Previously, Mikulewicz et al. [14] defined coefficients α hair and β hair for the evaluation of bioavailability as the quotient (dimensionless value):

$$ {\alpha}_{\mathrm{Hair}}=\frac{C_{\mathrm{With}\ \mathrm{appl}}}{C_{\mathrm{With}\mathrm{out}\ \mathrm{appl}}} $$

and the difference (expressed as mg/kg):

$$ {\beta}_{\mathrm{Hair}}={C}_{\mathrm{With}\ \mathrm{appl}}-{C}_{\mathrm{With}\mathrm{out}\ \mathrm{appl}} $$

where

C With appl :

The content of elements (Cr, Fe, Ni) in hair of patients during orthodontic treatment

C Without appl :

The content of elements (Cr, Fe, Ni) in hair of patients before the beginning of orthodontic treatment

In the present work, α coefficient (dimensionless, showing how many times the content increased vs. control sample) takes the following values after 4, 8, and 12 months of therapy, respectively: for Cr (9.1, 8.9, 7.9), for Ni (1.3, 1.1, 1.5), and for Fe (1.4, 1.3, 1.4). This shows that the content of Cr increased several times while the level of Ni and Fe only to a certain extent. The value of the coefficient was in all cases higher than 1 which signifies that the metal ions released from the appliance were transferred to hair tissue. β coefficient (showing the increase in the content as expressed in mg/kg) was as follows: for Cr (0.16, 0.16, 0.14), for Ni (0.078, 0.032, 0.134), and for Fe (4.6, 2.8, 3.9). Since the coefficient β reflects the difference in the content of metal ions between the samplings during the treatment and before the treatment, it indicated an increased content of Cr, Ni, and Fe in hair as a result of orthodontic treatment.

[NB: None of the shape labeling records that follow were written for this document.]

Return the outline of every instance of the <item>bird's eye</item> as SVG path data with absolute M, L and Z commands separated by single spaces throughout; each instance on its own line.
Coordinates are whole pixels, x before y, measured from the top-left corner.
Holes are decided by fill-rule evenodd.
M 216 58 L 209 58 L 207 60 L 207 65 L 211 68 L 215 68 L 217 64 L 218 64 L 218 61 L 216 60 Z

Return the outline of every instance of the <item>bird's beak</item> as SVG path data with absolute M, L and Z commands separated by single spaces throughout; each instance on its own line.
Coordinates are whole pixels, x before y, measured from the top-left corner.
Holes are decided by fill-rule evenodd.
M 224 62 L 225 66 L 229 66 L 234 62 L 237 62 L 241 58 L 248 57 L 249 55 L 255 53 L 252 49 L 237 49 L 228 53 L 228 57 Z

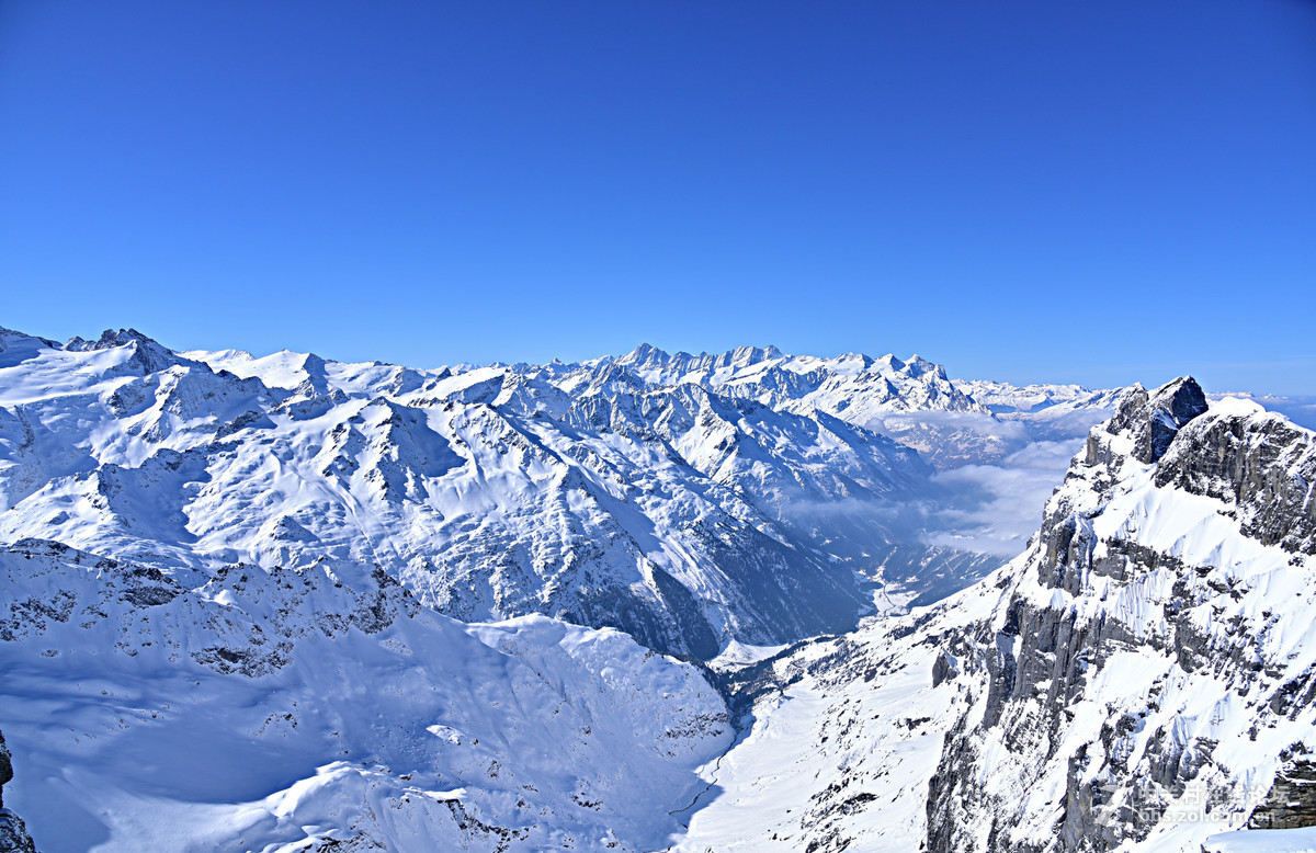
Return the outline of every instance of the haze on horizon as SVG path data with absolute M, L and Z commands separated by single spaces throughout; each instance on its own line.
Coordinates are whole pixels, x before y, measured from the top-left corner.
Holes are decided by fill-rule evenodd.
M 1316 394 L 1316 4 L 0 5 L 0 325 Z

This difference (expressed in mg/kg) was the highest for Fe because this is the major trace element and is the main component of stainless steel. For all the elements examined, the difference was higher than 0, which shows the transfer of metal ions released from the orthodontic appliance to hair tissue. On the basis of the evaluation of α and β coefficients, hair mineral analysis seems to reflect the exposure to Cr, Fe, and Ni from orthodontic appliances. This can be observed in Fig. 2, where the baseline reflects α = 1 and β = 0, which shows no transfer of metals to hair tissue.

Conclusions

The kinetics of metal ions released from orthodontic appliance and their transfer to hair tissue can be evaluated by a biomarker of chronic exposure, which is hair mineral analysis. The outcomes of the present study revealed that the content of Cr was statistically significantly higher during the treatment than before the beginning of therapy. However, the doses of released metal ions did not pose a toxicological danger.